Analysts were also anticipating the 538 million franc loss it booked in the quarter for selling part of its fund management arm to Aberdeen Asset Management ADN.L, but said they were surprised by the extent of trading losses in December.
The bank was hit by a trading loss of 6.7 billion francs in the quarter, of which about 1.7 billion francs came in December.
Credit Suisse said its private bank recorded net new assets of 50.9 billion francs in 2008, but only 2 billion in the fourth quarter, as strong net client inflows of 13.8 billion francs were offset by deleveraging.
“Inflows in the private bank look disappointing.
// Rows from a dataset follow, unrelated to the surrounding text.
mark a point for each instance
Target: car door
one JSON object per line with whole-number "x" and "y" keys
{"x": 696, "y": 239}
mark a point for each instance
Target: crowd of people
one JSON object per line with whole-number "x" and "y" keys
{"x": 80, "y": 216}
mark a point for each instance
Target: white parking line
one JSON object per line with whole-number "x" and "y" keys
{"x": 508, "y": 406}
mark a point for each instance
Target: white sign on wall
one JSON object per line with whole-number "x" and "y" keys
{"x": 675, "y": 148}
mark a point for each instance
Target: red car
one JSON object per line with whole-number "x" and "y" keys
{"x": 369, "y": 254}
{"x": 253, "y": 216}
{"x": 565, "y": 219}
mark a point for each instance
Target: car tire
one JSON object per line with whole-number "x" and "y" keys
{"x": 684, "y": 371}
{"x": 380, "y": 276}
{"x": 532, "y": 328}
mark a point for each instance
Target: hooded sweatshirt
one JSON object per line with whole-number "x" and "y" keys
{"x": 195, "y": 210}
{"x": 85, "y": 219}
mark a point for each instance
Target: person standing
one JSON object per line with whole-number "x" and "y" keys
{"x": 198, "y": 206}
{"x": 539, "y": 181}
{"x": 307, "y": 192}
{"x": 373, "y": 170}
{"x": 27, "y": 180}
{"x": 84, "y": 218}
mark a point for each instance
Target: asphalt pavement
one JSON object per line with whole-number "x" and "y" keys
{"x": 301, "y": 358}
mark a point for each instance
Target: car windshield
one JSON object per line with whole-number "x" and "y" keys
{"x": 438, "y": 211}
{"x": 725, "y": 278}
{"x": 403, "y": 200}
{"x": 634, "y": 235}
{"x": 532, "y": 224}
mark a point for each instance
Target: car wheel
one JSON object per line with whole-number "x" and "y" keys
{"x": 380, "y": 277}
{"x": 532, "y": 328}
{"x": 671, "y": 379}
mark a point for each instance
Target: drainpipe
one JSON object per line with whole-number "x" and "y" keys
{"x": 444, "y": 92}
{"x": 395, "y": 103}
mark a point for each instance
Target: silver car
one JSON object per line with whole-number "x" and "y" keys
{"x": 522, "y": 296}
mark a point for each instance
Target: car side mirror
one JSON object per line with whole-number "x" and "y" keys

A good aspect is that they have said January was positive, but the first impression is that the report is weak,” said Citibank analyst Jeremy Sigee.
Walter Berchthold, CEO of private banking at Credit Suisse, said half the deleveraging happened in Switzerland while inflows mainly came from the U.S. onshore business: “I think the worst is behind us,” he said, talking about the trend in deleveraging.
Credit Suisse said it had achieved about 50 percent of its targeted job cuts to bring headcount down to 47,800 by the end of 2008. It reiterated a target of paring its investment bank to 17,500 staff by the end of 2009 from 19,700 at the end of 2008.
Dougan said Credit Suisse, which contrary to UBS did not need state help, will focus more on private banking, where he sees the best growth environment in a generation, and asset management.